It has come to our attention that there is a plan underway for the creation of a new monthly newspaper on campus. Titled “Spectrum,” the intent for the new paper seems to center primarily on increasing coverage for minority and cultural events affecting students, faculty and the University community as a whole. This paper should rightfully take its place amongst a multitude of local publications available at many sites across campus.
Focusing on anything from social commentary to concert promotion, these papers are usually readily available, fairly reliable and are often free of charge. The proliferation of many different papers across campus reflects the University community’s vast array of viewpoints. It is important for students to receive their news from a variety of sources; in so doing, community members from many walks of life have the opportunity to promote their individual ideologies and groups have a forum for the promotion of their events, furthering the cause for a diverse and intellectually active student body. As a by-product, talented young writers have the medium to hone their writing skills and get their work out into the public eye.
This is certainly something to strive for, but Spectrum’s focus distinguishes it from what is currently available. The new paper promises to be something entirely different from many local publications by shining its spotlight primarily on minority issues and events. Due to the sheer number of activities occurring on such a large campus, it could not be expected of one publication to cover everything. Each year, the number of issue-based groups on campus seems to swell and accordingly, the number of events organized by such groups grows dramatically. It becomes easier for students to miss out on these events.

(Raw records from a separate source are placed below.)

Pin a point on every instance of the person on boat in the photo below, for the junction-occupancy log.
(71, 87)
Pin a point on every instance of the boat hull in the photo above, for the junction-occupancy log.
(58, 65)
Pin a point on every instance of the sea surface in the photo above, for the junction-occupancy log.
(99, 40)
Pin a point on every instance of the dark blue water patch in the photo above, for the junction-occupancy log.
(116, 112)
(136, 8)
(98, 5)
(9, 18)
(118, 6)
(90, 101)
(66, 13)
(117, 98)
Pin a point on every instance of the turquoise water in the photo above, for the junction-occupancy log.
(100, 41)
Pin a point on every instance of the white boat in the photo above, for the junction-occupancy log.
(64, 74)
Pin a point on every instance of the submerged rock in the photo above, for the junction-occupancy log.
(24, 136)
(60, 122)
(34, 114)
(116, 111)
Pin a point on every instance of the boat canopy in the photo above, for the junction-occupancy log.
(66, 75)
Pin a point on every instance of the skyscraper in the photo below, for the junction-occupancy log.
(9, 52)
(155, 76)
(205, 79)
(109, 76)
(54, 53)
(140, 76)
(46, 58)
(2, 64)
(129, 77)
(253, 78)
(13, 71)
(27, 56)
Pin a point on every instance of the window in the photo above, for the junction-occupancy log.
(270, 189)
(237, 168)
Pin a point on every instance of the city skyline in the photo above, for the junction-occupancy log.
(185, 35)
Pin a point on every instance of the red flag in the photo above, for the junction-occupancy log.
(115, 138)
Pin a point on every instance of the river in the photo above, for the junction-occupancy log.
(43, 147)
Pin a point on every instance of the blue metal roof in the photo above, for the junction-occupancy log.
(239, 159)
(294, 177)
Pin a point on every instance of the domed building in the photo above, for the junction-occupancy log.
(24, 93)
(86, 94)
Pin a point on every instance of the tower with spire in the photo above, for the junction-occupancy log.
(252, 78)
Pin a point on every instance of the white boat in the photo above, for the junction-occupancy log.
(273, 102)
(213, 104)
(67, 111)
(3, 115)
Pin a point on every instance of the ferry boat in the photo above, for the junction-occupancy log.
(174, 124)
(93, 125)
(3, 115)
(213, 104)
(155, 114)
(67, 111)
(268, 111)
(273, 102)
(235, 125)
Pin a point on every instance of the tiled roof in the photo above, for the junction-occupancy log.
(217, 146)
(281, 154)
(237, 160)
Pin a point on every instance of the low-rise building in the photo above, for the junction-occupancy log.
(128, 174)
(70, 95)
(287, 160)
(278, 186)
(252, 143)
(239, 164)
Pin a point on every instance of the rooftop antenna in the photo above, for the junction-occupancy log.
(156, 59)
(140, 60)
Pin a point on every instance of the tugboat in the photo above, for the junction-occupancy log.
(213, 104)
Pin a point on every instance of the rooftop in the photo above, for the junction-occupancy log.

This paper should serve to meet the needs of groups organizing such events by being a consistent and reliable source for those interested in attending diversity- or minority-oriented programs. Diversity should be a priority not only to the administration, but also to the student body; attending diversity-oriented activities is one way for students to educate themselves on different ways of thinking. As a student, it is all too easy to get caught up in class work and miss out on these experiences, which in the long run can serve as part of a well-rounded education.
Any time there is an offer to provide the student body with another source of local dialogue and information, that opportunity should be encouraged and embraced. As a matter of policy, The Michigan Daily supports wholeheartedly any effort made to this end, regardless of the circumstances out of which it arose. The Michigan Daily would like to welcome Spectrum to campus and eagerly awaits the first issue.